How to split male and female voices from an audio file(in c++ or java)

manisha chawla picture manisha chawla · Mar 3, 2009 · Viewed 10.4k times · Source

I want to differentiate betwen the male n female voices in an audio file and seperate them.As an output I want the two voices seperated.Can u please help me out n can the coding be done in java or c++

Answer

thomasrutter picture thomasrutter · Mar 3, 2009

This is potentially a very complicated question, and it is similar to writing your own speech recognition (or identification) algorithm.

You would start by converting the audio into the frequency domain, which is done using a Fast Fourier Transform.
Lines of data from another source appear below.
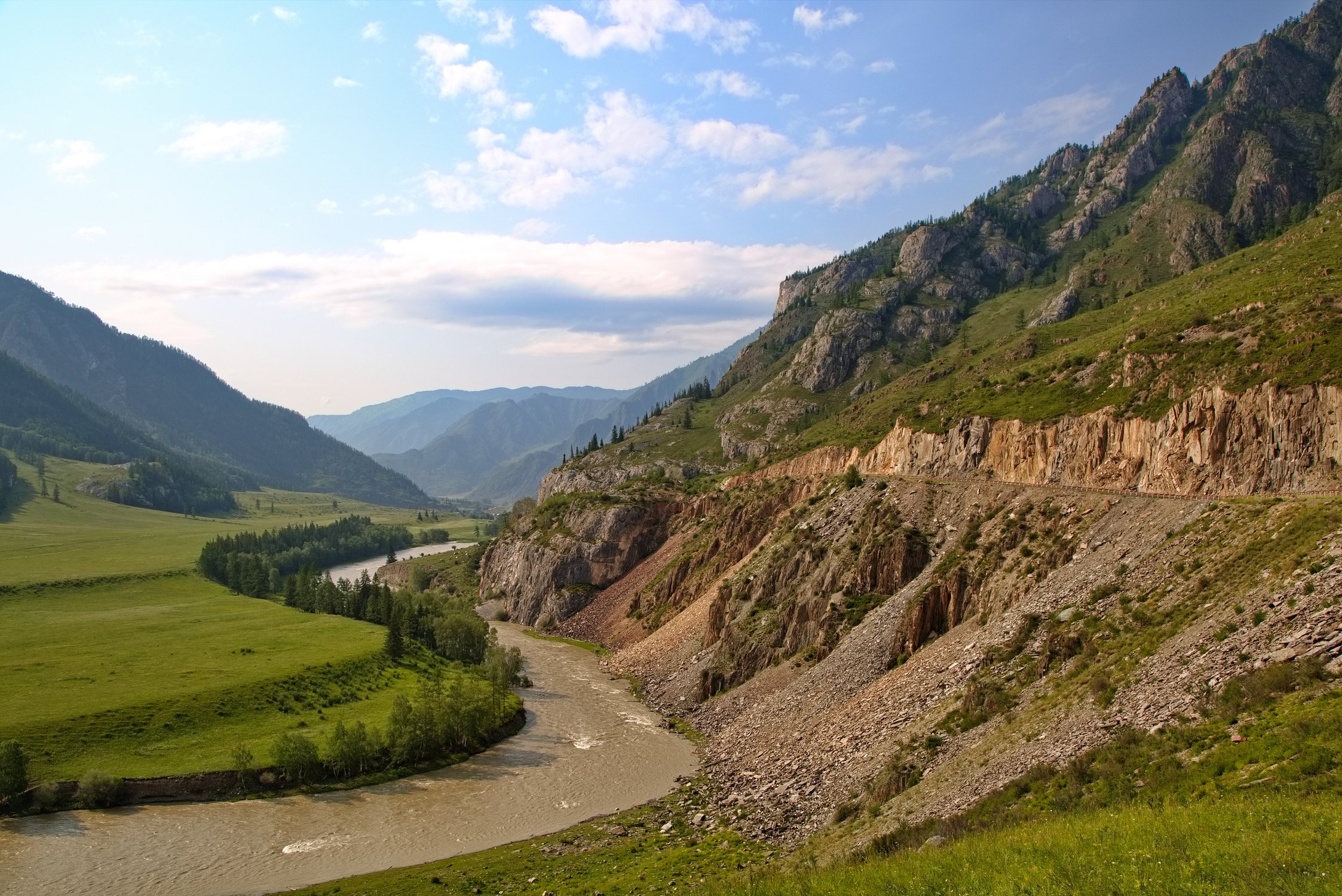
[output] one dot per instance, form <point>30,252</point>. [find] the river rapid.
<point>590,747</point>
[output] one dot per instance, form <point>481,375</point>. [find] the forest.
<point>255,564</point>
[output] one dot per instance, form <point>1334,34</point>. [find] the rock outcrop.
<point>553,576</point>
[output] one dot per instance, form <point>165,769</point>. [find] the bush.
<point>99,790</point>
<point>296,754</point>
<point>14,771</point>
<point>461,634</point>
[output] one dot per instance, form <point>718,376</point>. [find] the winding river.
<point>590,747</point>
<point>352,570</point>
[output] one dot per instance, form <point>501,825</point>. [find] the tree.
<point>14,771</point>
<point>851,478</point>
<point>99,789</point>
<point>296,756</point>
<point>395,646</point>
<point>244,763</point>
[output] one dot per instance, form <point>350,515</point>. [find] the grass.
<point>115,655</point>
<point>1182,811</point>
<point>1267,845</point>
<point>85,537</point>
<point>586,646</point>
<point>166,675</point>
<point>620,854</point>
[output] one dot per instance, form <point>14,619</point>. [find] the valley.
<point>1006,556</point>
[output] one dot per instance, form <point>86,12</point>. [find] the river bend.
<point>590,747</point>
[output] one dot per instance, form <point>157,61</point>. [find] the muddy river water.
<point>588,749</point>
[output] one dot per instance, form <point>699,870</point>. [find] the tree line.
<point>257,564</point>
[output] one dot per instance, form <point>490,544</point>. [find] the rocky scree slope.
<point>996,489</point>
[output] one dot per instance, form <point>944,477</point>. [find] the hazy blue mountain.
<point>661,391</point>
<point>415,420</point>
<point>180,403</point>
<point>503,449</point>
<point>489,436</point>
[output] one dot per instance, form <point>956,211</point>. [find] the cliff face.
<point>1212,443</point>
<point>554,575</point>
<point>1034,511</point>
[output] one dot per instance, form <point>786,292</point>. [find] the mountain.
<point>500,450</point>
<point>42,418</point>
<point>415,420</point>
<point>180,403</point>
<point>1001,496</point>
<point>473,447</point>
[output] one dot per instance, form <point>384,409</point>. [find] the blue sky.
<point>339,203</point>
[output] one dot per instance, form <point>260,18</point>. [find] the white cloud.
<point>500,23</point>
<point>232,141</point>
<point>639,26</point>
<point>481,79</point>
<point>1062,117</point>
<point>839,62</point>
<point>72,160</point>
<point>741,144</point>
<point>923,119</point>
<point>532,228</point>
<point>450,194</point>
<point>795,59</point>
<point>853,124</point>
<point>838,175</point>
<point>1039,128</point>
<point>662,293</point>
<point>815,22</point>
<point>545,167</point>
<point>385,205</point>
<point>729,82</point>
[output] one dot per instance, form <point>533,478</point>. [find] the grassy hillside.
<point>182,403</point>
<point>1177,812</point>
<point>1266,313</point>
<point>116,655</point>
<point>84,537</point>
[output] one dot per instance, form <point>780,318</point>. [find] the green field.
<point>84,537</point>
<point>145,668</point>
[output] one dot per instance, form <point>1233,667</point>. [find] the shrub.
<point>14,771</point>
<point>297,757</point>
<point>99,790</point>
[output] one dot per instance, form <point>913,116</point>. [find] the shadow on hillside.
<point>22,494</point>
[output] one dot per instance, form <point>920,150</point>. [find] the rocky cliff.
<point>963,507</point>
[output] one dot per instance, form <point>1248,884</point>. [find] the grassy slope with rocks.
<point>118,656</point>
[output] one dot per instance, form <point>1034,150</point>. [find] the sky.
<point>333,204</point>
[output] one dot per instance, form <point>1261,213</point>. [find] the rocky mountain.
<point>180,403</point>
<point>497,444</point>
<point>997,489</point>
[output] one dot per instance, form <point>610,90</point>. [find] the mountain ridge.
<point>180,403</point>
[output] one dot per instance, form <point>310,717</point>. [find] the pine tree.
<point>395,642</point>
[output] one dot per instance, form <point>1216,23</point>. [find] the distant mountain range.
<point>79,388</point>
<point>495,444</point>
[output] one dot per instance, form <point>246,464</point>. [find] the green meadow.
<point>86,537</point>
<point>116,655</point>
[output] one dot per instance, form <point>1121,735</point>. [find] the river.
<point>352,570</point>
<point>590,747</point>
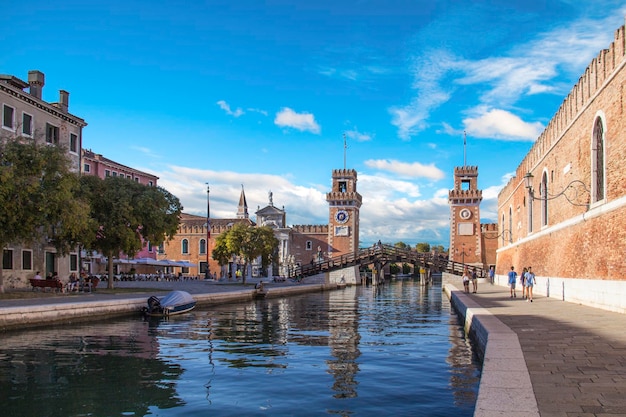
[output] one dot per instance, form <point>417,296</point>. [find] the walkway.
<point>575,355</point>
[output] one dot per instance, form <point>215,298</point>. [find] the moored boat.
<point>176,302</point>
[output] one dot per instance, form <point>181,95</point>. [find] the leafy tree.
<point>246,242</point>
<point>422,247</point>
<point>402,245</point>
<point>37,191</point>
<point>126,215</point>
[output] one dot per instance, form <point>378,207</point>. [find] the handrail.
<point>386,253</point>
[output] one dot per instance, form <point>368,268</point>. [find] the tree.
<point>248,243</point>
<point>38,194</point>
<point>126,214</point>
<point>422,247</point>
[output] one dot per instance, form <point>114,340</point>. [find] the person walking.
<point>530,282</point>
<point>466,280</point>
<point>512,278</point>
<point>474,281</point>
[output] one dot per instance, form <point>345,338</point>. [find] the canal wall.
<point>505,376</point>
<point>67,309</point>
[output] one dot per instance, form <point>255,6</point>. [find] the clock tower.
<point>465,228</point>
<point>344,203</point>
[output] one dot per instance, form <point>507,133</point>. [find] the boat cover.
<point>176,298</point>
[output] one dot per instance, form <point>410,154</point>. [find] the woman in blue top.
<point>530,282</point>
<point>512,278</point>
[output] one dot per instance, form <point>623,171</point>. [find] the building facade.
<point>298,244</point>
<point>563,213</point>
<point>27,115</point>
<point>470,241</point>
<point>99,166</point>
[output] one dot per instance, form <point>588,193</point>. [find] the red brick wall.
<point>578,242</point>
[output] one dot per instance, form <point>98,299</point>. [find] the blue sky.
<point>261,93</point>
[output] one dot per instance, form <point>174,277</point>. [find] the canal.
<point>396,349</point>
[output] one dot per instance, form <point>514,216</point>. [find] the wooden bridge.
<point>379,256</point>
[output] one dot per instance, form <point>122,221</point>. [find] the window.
<point>73,262</point>
<point>7,259</point>
<point>73,142</point>
<point>597,168</point>
<point>27,124</point>
<point>8,121</point>
<point>52,134</point>
<point>185,246</point>
<point>543,192</point>
<point>27,260</point>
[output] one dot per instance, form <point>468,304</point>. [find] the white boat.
<point>176,302</point>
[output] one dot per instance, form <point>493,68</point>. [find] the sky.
<point>275,95</point>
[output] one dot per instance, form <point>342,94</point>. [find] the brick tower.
<point>343,213</point>
<point>465,229</point>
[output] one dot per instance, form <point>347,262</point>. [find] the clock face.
<point>342,216</point>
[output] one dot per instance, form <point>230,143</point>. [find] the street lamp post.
<point>208,231</point>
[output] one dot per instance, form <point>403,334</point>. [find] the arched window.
<point>543,193</point>
<point>503,232</point>
<point>510,225</point>
<point>185,246</point>
<point>597,161</point>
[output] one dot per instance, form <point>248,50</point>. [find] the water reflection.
<point>70,371</point>
<point>393,350</point>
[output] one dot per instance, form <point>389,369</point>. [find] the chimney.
<point>36,79</point>
<point>64,100</point>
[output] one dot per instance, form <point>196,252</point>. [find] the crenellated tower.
<point>344,204</point>
<point>465,228</point>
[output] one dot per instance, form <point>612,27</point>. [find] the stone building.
<point>102,167</point>
<point>26,114</point>
<point>470,241</point>
<point>298,244</point>
<point>563,213</point>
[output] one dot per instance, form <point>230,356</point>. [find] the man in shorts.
<point>512,278</point>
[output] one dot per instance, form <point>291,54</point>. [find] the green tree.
<point>248,243</point>
<point>422,247</point>
<point>38,194</point>
<point>126,214</point>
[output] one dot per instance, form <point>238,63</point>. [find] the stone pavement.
<point>575,355</point>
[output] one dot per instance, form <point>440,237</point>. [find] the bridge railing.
<point>386,254</point>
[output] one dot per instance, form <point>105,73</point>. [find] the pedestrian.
<point>474,281</point>
<point>530,282</point>
<point>512,278</point>
<point>466,280</point>
<point>522,281</point>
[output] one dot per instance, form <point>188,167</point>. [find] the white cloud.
<point>501,124</point>
<point>411,170</point>
<point>226,107</point>
<point>358,136</point>
<point>300,121</point>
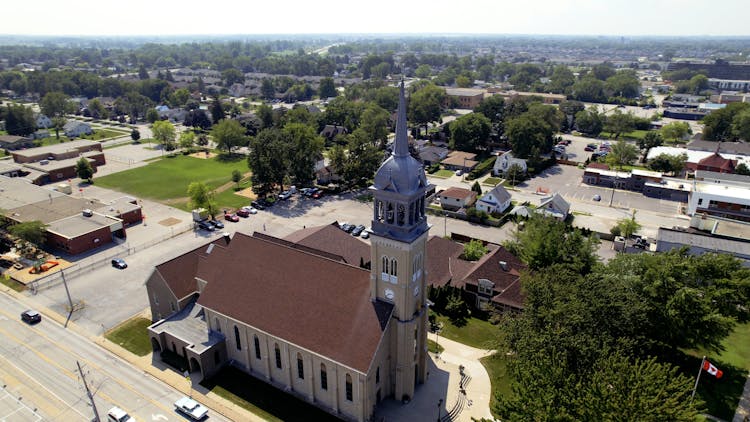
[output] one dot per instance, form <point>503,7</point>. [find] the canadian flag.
<point>708,367</point>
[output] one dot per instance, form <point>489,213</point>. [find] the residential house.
<point>504,162</point>
<point>495,201</point>
<point>74,129</point>
<point>454,199</point>
<point>554,206</point>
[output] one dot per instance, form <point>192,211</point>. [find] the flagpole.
<point>695,387</point>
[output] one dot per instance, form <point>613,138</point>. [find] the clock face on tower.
<point>389,294</point>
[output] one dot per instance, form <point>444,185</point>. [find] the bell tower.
<point>399,242</point>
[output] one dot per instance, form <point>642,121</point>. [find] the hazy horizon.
<point>629,18</point>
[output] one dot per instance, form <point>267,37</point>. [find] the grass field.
<point>168,178</point>
<point>132,336</point>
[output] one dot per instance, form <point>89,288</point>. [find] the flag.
<point>708,367</point>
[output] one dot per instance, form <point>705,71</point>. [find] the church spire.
<point>401,144</point>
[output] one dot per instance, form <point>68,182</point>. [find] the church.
<point>342,329</point>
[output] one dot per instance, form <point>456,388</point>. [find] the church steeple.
<point>399,188</point>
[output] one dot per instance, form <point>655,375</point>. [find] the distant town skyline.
<point>548,17</point>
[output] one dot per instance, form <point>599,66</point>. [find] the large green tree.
<point>228,135</point>
<point>470,132</point>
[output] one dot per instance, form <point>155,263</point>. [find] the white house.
<point>496,200</point>
<point>505,161</point>
<point>74,129</point>
<point>554,206</point>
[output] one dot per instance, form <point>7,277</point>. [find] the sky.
<point>217,17</point>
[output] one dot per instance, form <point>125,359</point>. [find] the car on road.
<point>205,225</point>
<point>116,414</point>
<point>31,316</point>
<point>119,263</point>
<point>358,230</point>
<point>191,408</point>
<point>216,223</point>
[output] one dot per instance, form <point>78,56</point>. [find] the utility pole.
<point>88,393</point>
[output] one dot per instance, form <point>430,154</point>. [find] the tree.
<point>217,110</point>
<point>675,131</point>
<point>236,177</point>
<point>589,121</point>
<point>31,231</point>
<point>228,135</point>
<point>305,148</point>
<point>19,120</point>
<point>628,226</point>
<point>470,132</point>
<point>474,250</point>
<point>164,133</point>
<point>622,153</point>
<point>667,163</point>
<point>201,197</point>
<point>187,140</point>
<point>84,170</point>
<point>327,88</point>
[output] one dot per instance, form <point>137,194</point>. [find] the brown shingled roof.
<point>313,302</point>
<point>179,272</point>
<point>330,238</point>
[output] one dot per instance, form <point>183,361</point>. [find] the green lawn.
<point>497,369</point>
<point>475,333</point>
<point>263,399</point>
<point>133,336</point>
<point>168,178</point>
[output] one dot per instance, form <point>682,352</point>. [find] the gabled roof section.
<point>316,303</point>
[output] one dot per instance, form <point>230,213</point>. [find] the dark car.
<point>30,316</point>
<point>119,263</point>
<point>205,225</point>
<point>358,230</point>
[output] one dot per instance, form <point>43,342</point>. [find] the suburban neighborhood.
<point>365,229</point>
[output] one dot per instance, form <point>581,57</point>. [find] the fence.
<point>89,264</point>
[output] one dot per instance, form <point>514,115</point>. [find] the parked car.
<point>191,408</point>
<point>31,316</point>
<point>358,230</point>
<point>119,263</point>
<point>205,225</point>
<point>116,414</point>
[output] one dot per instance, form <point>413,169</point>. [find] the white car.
<point>191,408</point>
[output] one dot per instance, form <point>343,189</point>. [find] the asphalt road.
<point>39,363</point>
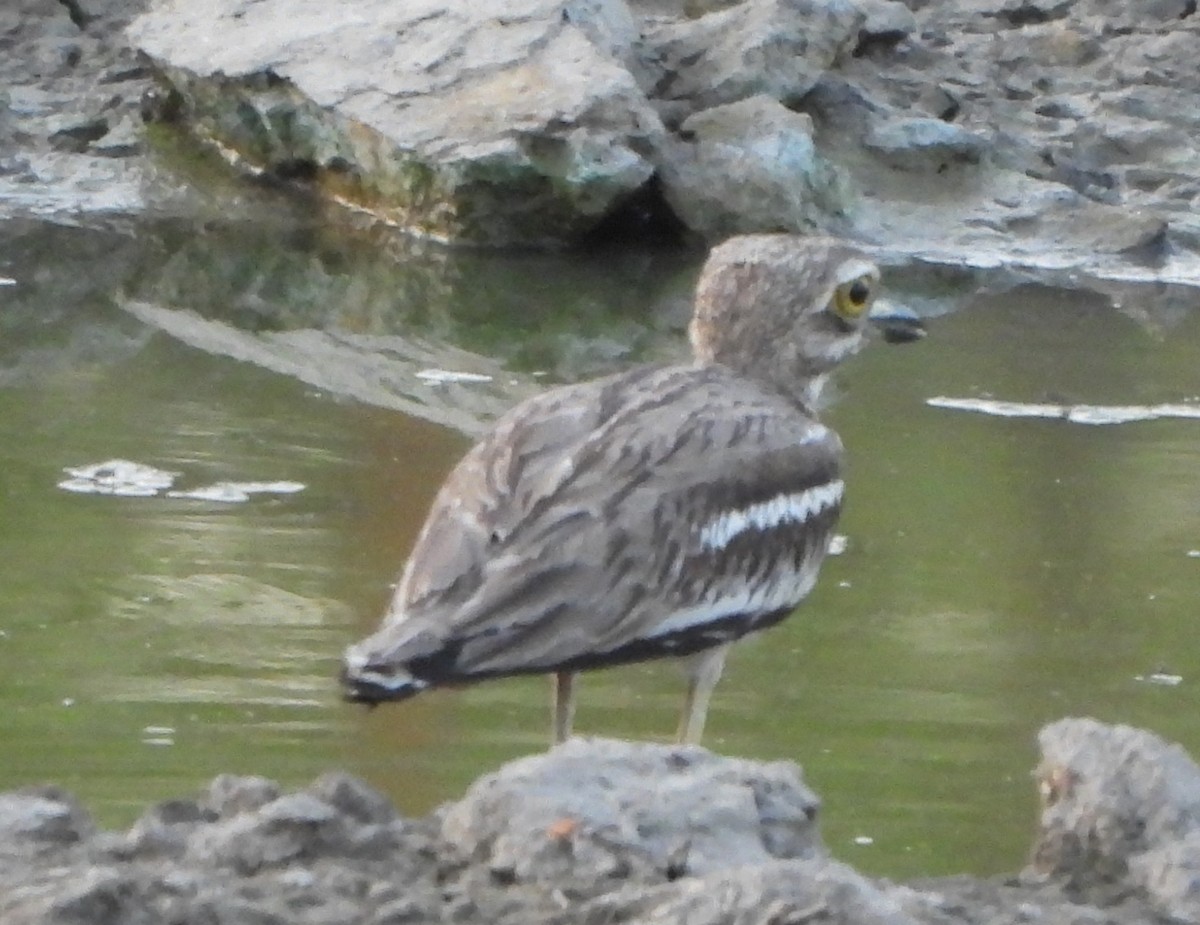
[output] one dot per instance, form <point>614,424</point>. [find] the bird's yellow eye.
<point>852,299</point>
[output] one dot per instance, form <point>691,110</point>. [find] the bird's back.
<point>659,511</point>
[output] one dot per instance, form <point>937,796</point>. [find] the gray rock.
<point>816,889</point>
<point>231,794</point>
<point>886,23</point>
<point>293,828</point>
<point>357,799</point>
<point>1120,811</point>
<point>778,48</point>
<point>925,144</point>
<point>753,166</point>
<point>41,817</point>
<point>492,122</point>
<point>598,810</point>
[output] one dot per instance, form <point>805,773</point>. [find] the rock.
<point>354,798</point>
<point>491,122</point>
<point>1120,812</point>
<point>778,48</point>
<point>886,23</point>
<point>753,166</point>
<point>925,144</point>
<point>41,818</point>
<point>292,828</point>
<point>597,811</point>
<point>601,832</point>
<point>816,889</point>
<point>231,794</point>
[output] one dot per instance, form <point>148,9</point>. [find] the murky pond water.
<point>1000,572</point>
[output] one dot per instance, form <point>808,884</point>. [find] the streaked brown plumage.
<point>660,511</point>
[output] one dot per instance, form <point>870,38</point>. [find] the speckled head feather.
<point>768,306</point>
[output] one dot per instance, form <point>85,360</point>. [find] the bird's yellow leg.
<point>703,672</point>
<point>563,704</point>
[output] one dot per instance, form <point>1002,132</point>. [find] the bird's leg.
<point>703,672</point>
<point>563,700</point>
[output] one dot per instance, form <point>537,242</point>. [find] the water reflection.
<point>1000,572</point>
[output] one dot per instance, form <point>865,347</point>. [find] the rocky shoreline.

For each slice in time that you take an FFT, this will give you a list of frequencies and their amplitudes. You will somehow need to detect the fundamental tone by analysing the harmonics. The 2nd and 3rd harmonics will be clearest. It's very hard to figure out which harmonics they are, especially with the background noise and the natural difference between people's voices in terms of which harmonics are loudest. Then you can try to determine if the speaker is male or female by whatever you guessed the fundamental tone to be.

Keep in mind that during many parts of speech like sibilance ('s', 't', etc) there is no tone, just noise. It will need to be pretty intelligent.

Hope that sets you in the right general direction.

Note: if the two voices are simultaneous and you want to separate them cleanly, then this won't help you. I don't believe anyone alive has solved such a problem.